Gurney offered Ashton an admiring smile. “Hence the ‘gentlemen’s agreement’?”
“Ah. Mr. Ballston has been talking.”
“About Karnala, yes. I’d like to know more.”
“You already know so much.”
“Tell me the rest.”
“It’s a simple story, Detective. I came from a dysfunctional family.” He grinned hideously, managing to convey the nightmares buried in that most overused of all pop-psych terms. Tics moved through his lips like insects under the skin. “I was finally extricated, adopted, given an education. I was drawn to a certain kind of work. Mostly I failed. My patients continued to rape children. I didn’t know what to do—until it occurred to me that my family connections provided a way to funnel the worst girls in the world to the worst men in the world.” He grinned again. “Condign reparation. A perfect solution.” The grin faded. “Clever young woman that she was, Jillian found out just a hair more than she should have, overheard a few words of a phone conversation she shouldn’t have, pursued her unfortunate curiosity, became a possible threat to the entire process. Of course, she never grasped the whole picture. But she imagined she could leverage her morsel of knowledge into some personal advantage. Marriage was her first demand. I knew it wouldn’t be her last. I addressed the situation in a way that I found particularly satisfying. Condignly satisfying. For a time all was well. Then you came along.” He aimed the pistol at Gurney’s face.

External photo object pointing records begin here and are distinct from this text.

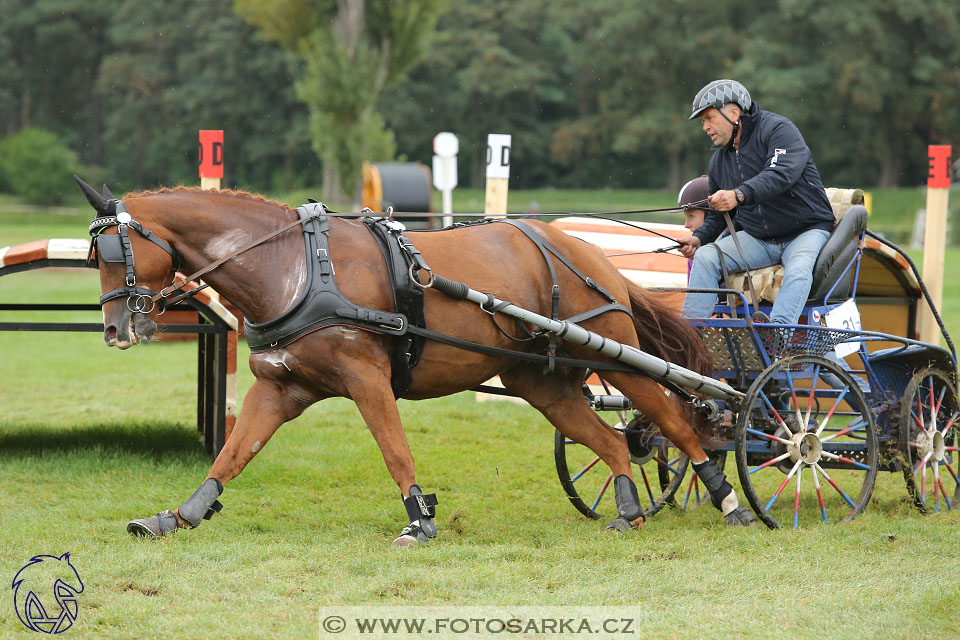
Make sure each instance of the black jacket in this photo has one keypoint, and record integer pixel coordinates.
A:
(783, 193)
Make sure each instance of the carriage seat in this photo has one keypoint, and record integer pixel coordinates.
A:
(850, 221)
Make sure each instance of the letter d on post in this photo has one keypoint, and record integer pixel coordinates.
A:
(211, 158)
(498, 174)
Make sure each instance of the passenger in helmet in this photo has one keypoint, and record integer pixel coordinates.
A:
(763, 174)
(693, 200)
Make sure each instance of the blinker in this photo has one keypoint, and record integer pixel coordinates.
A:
(110, 248)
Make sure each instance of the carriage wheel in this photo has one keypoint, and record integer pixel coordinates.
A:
(928, 439)
(658, 470)
(795, 426)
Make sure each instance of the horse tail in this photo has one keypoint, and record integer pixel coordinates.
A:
(663, 333)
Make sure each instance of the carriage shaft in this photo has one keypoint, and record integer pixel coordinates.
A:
(643, 361)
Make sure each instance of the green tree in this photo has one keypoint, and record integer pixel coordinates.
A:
(351, 50)
(36, 165)
(181, 66)
(49, 54)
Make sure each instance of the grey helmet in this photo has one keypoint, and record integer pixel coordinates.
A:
(720, 92)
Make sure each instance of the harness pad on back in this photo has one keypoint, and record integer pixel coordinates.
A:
(322, 304)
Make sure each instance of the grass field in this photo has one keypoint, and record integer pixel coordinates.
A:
(91, 437)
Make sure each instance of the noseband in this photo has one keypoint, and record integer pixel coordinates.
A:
(117, 248)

On the screen, two pews were in flames, flames were rising from half the lamps, some of the drapes were smoldering. Most of the girls were on the floor, some covering their faces, some trying to breathe through torn pieces of their clothing, some crying, some coughing, a few vomiting.
Hardwick appeared to be on the verge of an explosion.
“Then you came along,” Ashton repeated. “Clever, clever David Gurney. And this is the result.” He waved his gun at the screen. “Why didn’t your cleverness tell you that this is the way it would end? How else could it end? Did you really think I’d let them go? Is clever, clever David Gurney really that stupid?”
Hobart Ashton took a few short steps to the back of his son’s chair.
Hardwick screamed, “This is your solution, Ashton? This is it, you crazy fucker? Burn a hundred and twenty teenage girls to death? This is your fucking solution?”
“Oh, yes, yes, yes, it is! You really thought when I was finally trapped, I’d let them go?” Ashton’s voice was rising now, out of control, hurtling at Gurney and Hardwick like a wild thing with a life of its own. “You thought I’d turn a nest of snakes loose on all the little babies of the world? These toxic things, these slimy, venomous things! Demented, rotten, sucking, slimy things! These slither—”
It happened so quickly that Gurney almost thought he hadn’t seen it. The sudden flash of an arm around from the back of the chair, a quick curving movement, and that was all—Ashton’s rant cut off in the middle of a word. Then the old man stepping quickly, athletically to the side of the chair, grasping the barrel of Ashton’s gun, pulling it away with a twisting yank and the disturbingly sharp crack of a finger bone. Ashton’s head lolled forward on his chest, and his body began to tilt forward, curling downward, toppling onto the floor, collapsing sideways into a fetal position. It was then that the actual method of killing was made obvious by all the blood that began to pool around his throat.
Hardwick’s jaw muscles bulged.
The little man in the brown cardigan wiped his pocketknife on the back cushion of the chair in which Ashton had been sitting, folded it deftly with one hand, and replaced it in his pocket.
Then he looked down at Ashton and, as if in benediction to his son’s passing soul, said softly, “You’re a piece of shit.”